Investigators from Brigham and Women's Hospital in Boston wondered how use of angiotensin receptor blockers (ARBs) might have shifted after FDA was forced to recall several lots of the antihypertensives in 2018.

Investigators from Brigham and Women's Hospital in Boston wondered how use of angiotensin receptor blockers (ARBs) might have shifted after FDA was forced to recall several lots of the antihypertensives in 2018. The regulator took action in response to the discovery of potentially carcinogenic impurities—mainly in lots of valsartan but also, to a lesser extent, in some losartan and irbesartan products.
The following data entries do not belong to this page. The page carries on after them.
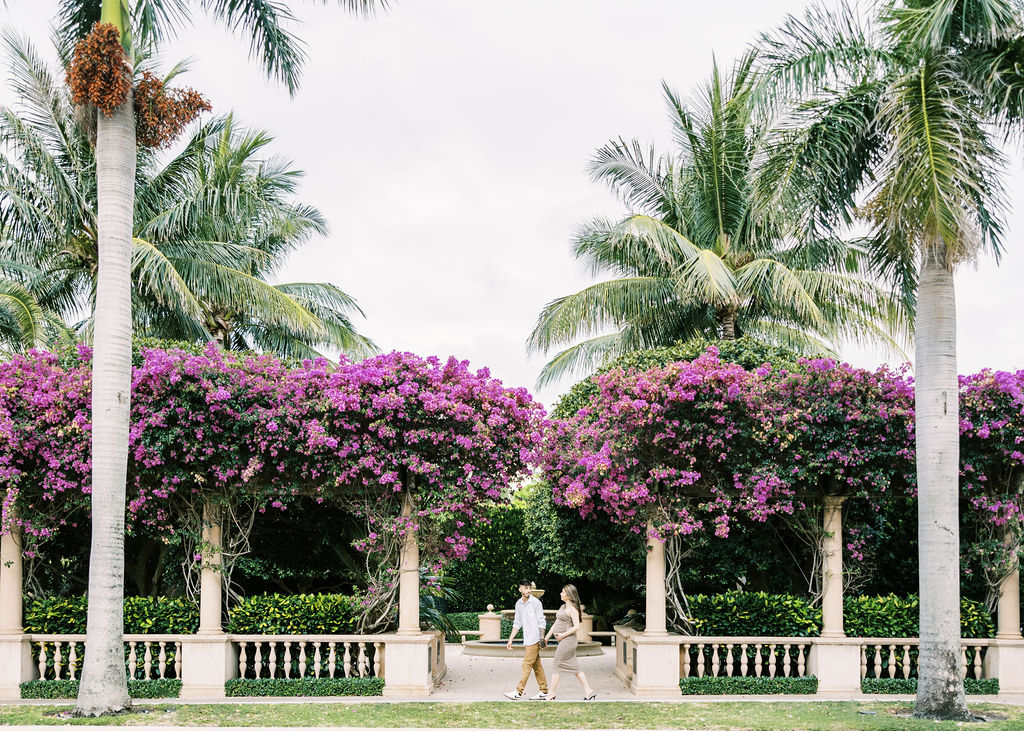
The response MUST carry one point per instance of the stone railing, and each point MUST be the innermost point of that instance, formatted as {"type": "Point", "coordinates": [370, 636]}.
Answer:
{"type": "Point", "coordinates": [410, 664]}
{"type": "Point", "coordinates": [840, 663]}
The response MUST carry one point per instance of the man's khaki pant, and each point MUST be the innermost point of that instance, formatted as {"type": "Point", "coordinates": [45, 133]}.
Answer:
{"type": "Point", "coordinates": [531, 661]}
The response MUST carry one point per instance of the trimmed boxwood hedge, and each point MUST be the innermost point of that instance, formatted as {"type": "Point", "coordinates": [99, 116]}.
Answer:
{"type": "Point", "coordinates": [298, 614]}
{"type": "Point", "coordinates": [737, 685]}
{"type": "Point", "coordinates": [143, 615]}
{"type": "Point", "coordinates": [162, 688]}
{"type": "Point", "coordinates": [908, 686]}
{"type": "Point", "coordinates": [285, 687]}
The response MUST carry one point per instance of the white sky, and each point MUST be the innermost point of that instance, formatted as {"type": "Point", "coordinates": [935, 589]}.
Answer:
{"type": "Point", "coordinates": [446, 143]}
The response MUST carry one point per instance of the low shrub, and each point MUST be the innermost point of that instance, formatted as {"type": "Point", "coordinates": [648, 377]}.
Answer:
{"type": "Point", "coordinates": [143, 615]}
{"type": "Point", "coordinates": [162, 688]}
{"type": "Point", "coordinates": [737, 685]}
{"type": "Point", "coordinates": [292, 687]}
{"type": "Point", "coordinates": [908, 686]}
{"type": "Point", "coordinates": [298, 614]}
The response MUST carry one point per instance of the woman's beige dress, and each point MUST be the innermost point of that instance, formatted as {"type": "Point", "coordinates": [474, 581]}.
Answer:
{"type": "Point", "coordinates": [565, 659]}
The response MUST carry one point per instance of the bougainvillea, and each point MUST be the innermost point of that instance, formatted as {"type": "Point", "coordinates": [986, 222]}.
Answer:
{"type": "Point", "coordinates": [162, 114]}
{"type": "Point", "coordinates": [250, 429]}
{"type": "Point", "coordinates": [99, 73]}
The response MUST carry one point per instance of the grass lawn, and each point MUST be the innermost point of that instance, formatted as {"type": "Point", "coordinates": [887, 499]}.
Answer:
{"type": "Point", "coordinates": [751, 715]}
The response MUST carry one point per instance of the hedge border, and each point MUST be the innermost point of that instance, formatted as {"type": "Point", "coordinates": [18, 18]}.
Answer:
{"type": "Point", "coordinates": [908, 686]}
{"type": "Point", "coordinates": [743, 685]}
{"type": "Point", "coordinates": [300, 687]}
{"type": "Point", "coordinates": [159, 688]}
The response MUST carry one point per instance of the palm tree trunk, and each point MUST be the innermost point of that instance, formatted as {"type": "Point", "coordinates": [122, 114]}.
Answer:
{"type": "Point", "coordinates": [104, 687]}
{"type": "Point", "coordinates": [940, 688]}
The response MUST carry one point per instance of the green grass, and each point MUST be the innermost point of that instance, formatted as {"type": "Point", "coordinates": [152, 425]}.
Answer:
{"type": "Point", "coordinates": [851, 715]}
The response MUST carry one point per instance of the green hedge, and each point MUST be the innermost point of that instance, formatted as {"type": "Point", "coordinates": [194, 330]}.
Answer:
{"type": "Point", "coordinates": [143, 615]}
{"type": "Point", "coordinates": [298, 614]}
{"type": "Point", "coordinates": [908, 686]}
{"type": "Point", "coordinates": [749, 686]}
{"type": "Point", "coordinates": [754, 614]}
{"type": "Point", "coordinates": [163, 688]}
{"type": "Point", "coordinates": [284, 687]}
{"type": "Point", "coordinates": [899, 616]}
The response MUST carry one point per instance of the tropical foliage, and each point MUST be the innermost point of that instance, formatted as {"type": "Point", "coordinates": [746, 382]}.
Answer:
{"type": "Point", "coordinates": [699, 254]}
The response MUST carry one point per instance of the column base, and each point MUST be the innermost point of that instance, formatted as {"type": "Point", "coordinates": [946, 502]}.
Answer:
{"type": "Point", "coordinates": [655, 665]}
{"type": "Point", "coordinates": [207, 661]}
{"type": "Point", "coordinates": [15, 665]}
{"type": "Point", "coordinates": [836, 662]}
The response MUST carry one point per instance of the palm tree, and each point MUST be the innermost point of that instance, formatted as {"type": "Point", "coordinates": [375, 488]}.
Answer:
{"type": "Point", "coordinates": [901, 114]}
{"type": "Point", "coordinates": [210, 225]}
{"type": "Point", "coordinates": [701, 255]}
{"type": "Point", "coordinates": [103, 687]}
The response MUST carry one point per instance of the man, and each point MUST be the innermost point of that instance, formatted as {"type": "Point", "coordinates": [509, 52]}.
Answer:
{"type": "Point", "coordinates": [529, 616]}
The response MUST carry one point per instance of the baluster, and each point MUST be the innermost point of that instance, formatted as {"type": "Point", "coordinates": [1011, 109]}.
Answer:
{"type": "Point", "coordinates": [73, 660]}
{"type": "Point", "coordinates": [42, 660]}
{"type": "Point", "coordinates": [364, 665]}
{"type": "Point", "coordinates": [132, 660]}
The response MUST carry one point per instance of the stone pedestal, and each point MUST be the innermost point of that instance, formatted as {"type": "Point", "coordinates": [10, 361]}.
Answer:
{"type": "Point", "coordinates": [491, 625]}
{"type": "Point", "coordinates": [410, 663]}
{"type": "Point", "coordinates": [836, 661]}
{"type": "Point", "coordinates": [207, 660]}
{"type": "Point", "coordinates": [655, 667]}
{"type": "Point", "coordinates": [15, 665]}
{"type": "Point", "coordinates": [1006, 661]}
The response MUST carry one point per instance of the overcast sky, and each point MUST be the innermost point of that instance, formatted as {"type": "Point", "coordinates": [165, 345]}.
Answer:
{"type": "Point", "coordinates": [446, 143]}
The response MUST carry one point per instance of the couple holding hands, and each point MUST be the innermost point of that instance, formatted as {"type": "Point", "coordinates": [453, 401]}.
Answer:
{"type": "Point", "coordinates": [529, 616]}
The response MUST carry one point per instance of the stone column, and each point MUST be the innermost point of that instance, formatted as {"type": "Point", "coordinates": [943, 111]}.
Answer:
{"type": "Point", "coordinates": [655, 587]}
{"type": "Point", "coordinates": [409, 577]}
{"type": "Point", "coordinates": [10, 583]}
{"type": "Point", "coordinates": [832, 568]}
{"type": "Point", "coordinates": [211, 582]}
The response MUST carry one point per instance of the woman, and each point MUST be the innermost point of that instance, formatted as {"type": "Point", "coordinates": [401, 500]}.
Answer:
{"type": "Point", "coordinates": [565, 631]}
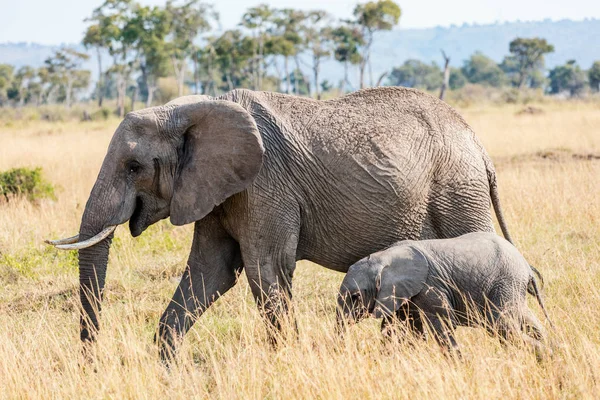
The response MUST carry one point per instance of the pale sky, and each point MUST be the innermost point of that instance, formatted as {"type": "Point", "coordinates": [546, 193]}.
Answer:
{"type": "Point", "coordinates": [61, 21]}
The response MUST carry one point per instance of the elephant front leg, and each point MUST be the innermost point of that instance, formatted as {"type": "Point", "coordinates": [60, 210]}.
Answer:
{"type": "Point", "coordinates": [270, 277]}
{"type": "Point", "coordinates": [213, 268]}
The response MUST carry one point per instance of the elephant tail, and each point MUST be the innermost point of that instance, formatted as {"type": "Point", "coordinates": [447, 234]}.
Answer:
{"type": "Point", "coordinates": [491, 173]}
{"type": "Point", "coordinates": [534, 290]}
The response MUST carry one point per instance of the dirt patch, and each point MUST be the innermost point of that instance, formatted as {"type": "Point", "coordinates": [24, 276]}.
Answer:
{"type": "Point", "coordinates": [64, 300]}
{"type": "Point", "coordinates": [549, 155]}
{"type": "Point", "coordinates": [529, 110]}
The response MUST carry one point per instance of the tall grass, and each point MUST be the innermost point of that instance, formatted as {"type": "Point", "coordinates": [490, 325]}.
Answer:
{"type": "Point", "coordinates": [553, 211]}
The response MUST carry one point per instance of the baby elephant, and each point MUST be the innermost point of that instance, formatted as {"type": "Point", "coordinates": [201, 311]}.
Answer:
{"type": "Point", "coordinates": [477, 278]}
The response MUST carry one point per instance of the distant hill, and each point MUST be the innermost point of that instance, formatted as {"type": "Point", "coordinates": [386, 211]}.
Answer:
{"type": "Point", "coordinates": [576, 40]}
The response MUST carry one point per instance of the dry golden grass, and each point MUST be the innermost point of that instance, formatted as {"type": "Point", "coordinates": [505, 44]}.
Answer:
{"type": "Point", "coordinates": [553, 210]}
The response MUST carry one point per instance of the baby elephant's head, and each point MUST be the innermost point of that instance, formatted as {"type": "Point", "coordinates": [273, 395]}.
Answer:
{"type": "Point", "coordinates": [356, 299]}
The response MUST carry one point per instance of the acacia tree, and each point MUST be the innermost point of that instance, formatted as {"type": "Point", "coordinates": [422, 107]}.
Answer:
{"type": "Point", "coordinates": [347, 40]}
{"type": "Point", "coordinates": [318, 39]}
{"type": "Point", "coordinates": [483, 70]}
{"type": "Point", "coordinates": [594, 76]}
{"type": "Point", "coordinates": [234, 52]}
{"type": "Point", "coordinates": [6, 77]}
{"type": "Point", "coordinates": [186, 21]}
{"type": "Point", "coordinates": [113, 18]}
{"type": "Point", "coordinates": [528, 57]}
{"type": "Point", "coordinates": [147, 29]}
{"type": "Point", "coordinates": [97, 37]}
{"type": "Point", "coordinates": [65, 65]}
{"type": "Point", "coordinates": [372, 17]}
{"type": "Point", "coordinates": [258, 20]}
{"type": "Point", "coordinates": [287, 40]}
{"type": "Point", "coordinates": [21, 81]}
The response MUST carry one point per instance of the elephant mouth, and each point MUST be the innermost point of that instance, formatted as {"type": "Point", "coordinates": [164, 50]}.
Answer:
{"type": "Point", "coordinates": [137, 222]}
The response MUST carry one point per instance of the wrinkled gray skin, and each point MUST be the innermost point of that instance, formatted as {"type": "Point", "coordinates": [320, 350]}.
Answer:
{"type": "Point", "coordinates": [442, 283]}
{"type": "Point", "coordinates": [269, 179]}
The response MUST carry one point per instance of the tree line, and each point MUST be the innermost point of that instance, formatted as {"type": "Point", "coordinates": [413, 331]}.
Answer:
{"type": "Point", "coordinates": [523, 67]}
{"type": "Point", "coordinates": [271, 49]}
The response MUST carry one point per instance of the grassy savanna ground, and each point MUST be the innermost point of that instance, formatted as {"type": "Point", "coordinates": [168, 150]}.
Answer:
{"type": "Point", "coordinates": [552, 203]}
The researchers, by tapping into a nationwide commercial claims database, were able to analyze 9 million generic ARB prescriptions filled by 1.7 million unique users before and after the recalls began. They found that generic valsartan as a share of overall ARB use fell to 10% by March 2019 from 21% in June of the previous year, when FDA issued its first recall of the drug. After the agency starting pulling batches of losartan off the market in November 2018, utilization of that ARB slipped from 73% to 71%. Overall, generic versions of valsartan, losartan, and irbesartan affected by recalls made up 37% of overall generic ARB use in June 2018—a share that declined to 21% by the following March. Prescriptions for olmesartan and irbesartan, meanwhile bumped up 2 percentage points each over that time span. Researchers suspect that the reason total volume of generic ARB prescriptions did not flag was because patients taking recalled products may have simply switched to a different ARB, thus preventing treatment disruptions.